The present embodiment is merely illustrative of the present utility model and not limiting, and one skilled in the art, after having read the present specification, may make modifications to the embodiment without creative contribution as required, but is protected by patent law within the scope of the claims of the present utility model.

Claims (8)

1. Unmanned aerial vehicle, including organism (1), its characterized in that: the wing-shaped air conditioner comprises a shell (2) and a wing shell (3), wherein the shell (2) extends along the length direction of the machine body (1), a containing cavity (21) is formed in the shell (2), the machine body (1) is installed in the containing cavity (21), and the wing shell (3) is installed at the top of the shell (2); a connecting rib (31) is arranged between the wing shell (3) and the shell (2), one end of the connecting rib (31) is fixedly connected with the shell (2), and the other end of the connecting rib is fixedly connected with the wing shell (3).

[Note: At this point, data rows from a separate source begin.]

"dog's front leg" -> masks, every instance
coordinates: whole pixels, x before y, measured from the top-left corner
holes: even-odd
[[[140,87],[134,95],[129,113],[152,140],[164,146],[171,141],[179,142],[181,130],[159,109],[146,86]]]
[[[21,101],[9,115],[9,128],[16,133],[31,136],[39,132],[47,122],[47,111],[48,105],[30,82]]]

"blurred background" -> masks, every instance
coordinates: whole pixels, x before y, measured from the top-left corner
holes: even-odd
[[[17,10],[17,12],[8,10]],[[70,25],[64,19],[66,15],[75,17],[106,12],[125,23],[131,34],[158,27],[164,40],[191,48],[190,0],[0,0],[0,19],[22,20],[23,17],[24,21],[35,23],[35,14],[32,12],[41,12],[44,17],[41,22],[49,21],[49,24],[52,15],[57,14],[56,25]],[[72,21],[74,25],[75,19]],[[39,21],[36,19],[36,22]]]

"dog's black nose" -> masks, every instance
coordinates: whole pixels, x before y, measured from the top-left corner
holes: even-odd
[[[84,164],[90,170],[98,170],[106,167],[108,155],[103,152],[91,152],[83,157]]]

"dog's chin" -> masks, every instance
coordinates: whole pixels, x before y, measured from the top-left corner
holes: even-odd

2. A drone as claimed in claim 1, wherein: the machine head is characterized in that a mounting shell (4) is fixedly arranged at the position, close to the machine head of the machine body (1), of the shell (2), a mounting hole (42) is formed in the mounting shell (4), the mounting hole (42) is communicated with the accommodating cavity (21), a photoelectric pod is arranged at the position of the mounting hole (42) of the mounting shell (4), and the photoelectric pod is connected with the machine body (1) through the mounting hole (42) through wires.

3. A drone as claimed in claim 1, wherein: the shell (2) comprises a first shell (22) and a second shell (23), the first shell (22) and the second shell (23) are integrally formed, the cross sections of the first shell (22) and the second shell (23) are arc-shaped, and the intrados of the first shell (22) and the intrados of the second shell (23) are oppositely arranged at two sides of the machine body (1); opposite sides of the first shell (22) and the second shell (23) are provided with rounded corners.

4. A drone as claimed in claim 2, wherein: the mounting shell (4) is close to one end of the shell (2) and is provided with a clamping groove (41), one end of the shell (2) close to the mounting shell (4) is fixedly provided with a reinforcing plate (24), and the reinforcing plate (24) is clamped into the clamping groove (41).

5. A drone as claimed in claim 1, wherein: the width of the wing shell (3) gradually decreases from the middle to the two ends; one surface of the wing shell (3) far away from the shell (2) is provided with an arc surface.

6. A drone as claimed in claim 1, wherein: the folding rotor wing (5) is rotatably arranged on the machine body (1), and an extension shell (51) is arranged at one end, far away from the shell (2), of the wing shell (3); the extension shell (51) is fixedly arranged on the folding rotor wing (5), and the length of the extension shell (51) is 830-840mm.

7. The unmanned aerial vehicle of claim 6, wherein: an inserting block (52) is fixedly arranged at one end of the extending shell (51) close to the wing shell (3), and an inserting hole (53) is formed in the inserting block (52); the wing shell (3) is close to one end of the extension shell (51) and is provided with a bolt (35), and the bolt (35) penetrates through the insertion block (52) and is located at the position of the insertion hole (53).

8. A drone as claimed in claim 1, wherein: the wing shell (3) is provided with a connecting cabin (32), and the connecting cabin (32) is communicated with the accommodating cavity (21); a connecting plate (33) is arranged at the position of the wing shell (3) in the connecting cabin (32); the wing shell (3) is positioned in the connecting cabin (32) and is fixedly provided with an installation seat, and avionics equipment (34) is installed on the installation seat.